下流志向〈学ばない子どもたち 働かない若者たち〉 (講談社文庫)

なぜ日本の子どもたちは勉強を、若者は仕事をしなくなったのか。だれもが目を背けたいこの事実を、真っ向から受け止めて、鮮やかに解き明かす怪書。「自己決定論」はどこが間違いなのか? 「格差」の正体とは何か? 目からウロコの教育論、ついに文庫化。「勉強って何に役立つの?」とはもう言わせない。

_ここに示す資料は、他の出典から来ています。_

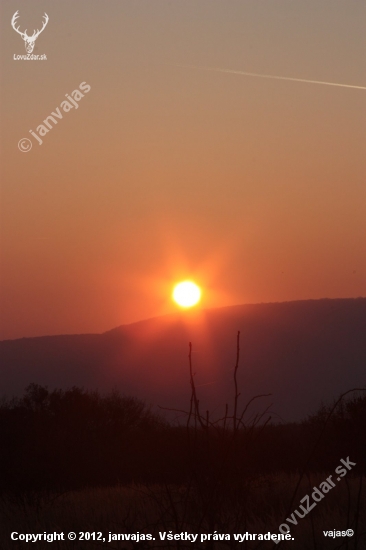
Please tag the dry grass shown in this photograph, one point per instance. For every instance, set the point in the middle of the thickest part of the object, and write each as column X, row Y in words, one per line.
column 152, row 509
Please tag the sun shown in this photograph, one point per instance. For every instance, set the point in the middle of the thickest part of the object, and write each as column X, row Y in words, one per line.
column 186, row 294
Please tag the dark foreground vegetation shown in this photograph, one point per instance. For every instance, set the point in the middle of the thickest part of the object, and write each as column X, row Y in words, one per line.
column 60, row 448
column 74, row 460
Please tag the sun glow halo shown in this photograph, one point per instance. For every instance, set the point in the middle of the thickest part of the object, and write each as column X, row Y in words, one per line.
column 186, row 294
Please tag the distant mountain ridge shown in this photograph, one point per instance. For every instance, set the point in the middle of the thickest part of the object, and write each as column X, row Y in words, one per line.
column 301, row 352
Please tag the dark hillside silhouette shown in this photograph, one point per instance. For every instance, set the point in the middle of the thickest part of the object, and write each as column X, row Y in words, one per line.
column 302, row 353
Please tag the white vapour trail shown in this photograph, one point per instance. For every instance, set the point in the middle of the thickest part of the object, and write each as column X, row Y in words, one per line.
column 257, row 75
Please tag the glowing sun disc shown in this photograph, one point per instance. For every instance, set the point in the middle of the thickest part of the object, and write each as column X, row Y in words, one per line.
column 186, row 294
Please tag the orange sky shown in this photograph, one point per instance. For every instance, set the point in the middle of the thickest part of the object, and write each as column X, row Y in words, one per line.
column 254, row 187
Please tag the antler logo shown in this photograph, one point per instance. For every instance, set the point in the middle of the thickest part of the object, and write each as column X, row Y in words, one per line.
column 29, row 40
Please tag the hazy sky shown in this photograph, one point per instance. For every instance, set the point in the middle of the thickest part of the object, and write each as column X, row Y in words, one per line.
column 254, row 187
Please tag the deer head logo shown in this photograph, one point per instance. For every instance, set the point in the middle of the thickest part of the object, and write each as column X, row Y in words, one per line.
column 29, row 40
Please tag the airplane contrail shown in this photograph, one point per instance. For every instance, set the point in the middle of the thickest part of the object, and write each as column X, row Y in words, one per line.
column 258, row 75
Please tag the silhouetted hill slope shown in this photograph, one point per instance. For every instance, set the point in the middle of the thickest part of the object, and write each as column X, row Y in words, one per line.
column 302, row 352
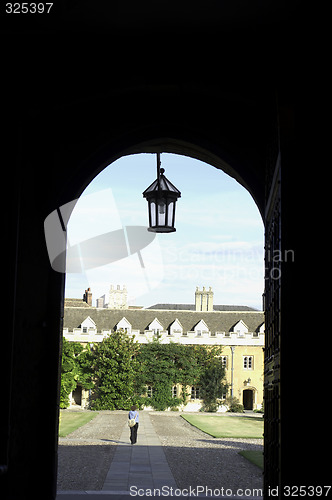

というわけで内田センセの見立ててでは、詰まるところ《「学ぶこと・労働することを拒否する人々」は必ずしも自分の意志でそうしているわけではないからです。彼らはそのような意志を持つようにイデオロギー的に誘導されているのです。》であり、そのイデオロギーの中身は、形成するのに時間の掛かる事柄(教育過程・社会人の成長過程)を排除する経済的思考が蔓延したためじゃねーの?ということでした。

この仮説がどのような道筋を辿って生まれたのかは本書でご確認下さいませ。膝を打つような文言満載で、手元の本は引かれたボールペンの跡だらけになりました。知的興奮と蔓延してしまっている経済的思考の繁殖ぶりに慄然とします。自分がまさにそういう傾向があるからなぁ。オススメ。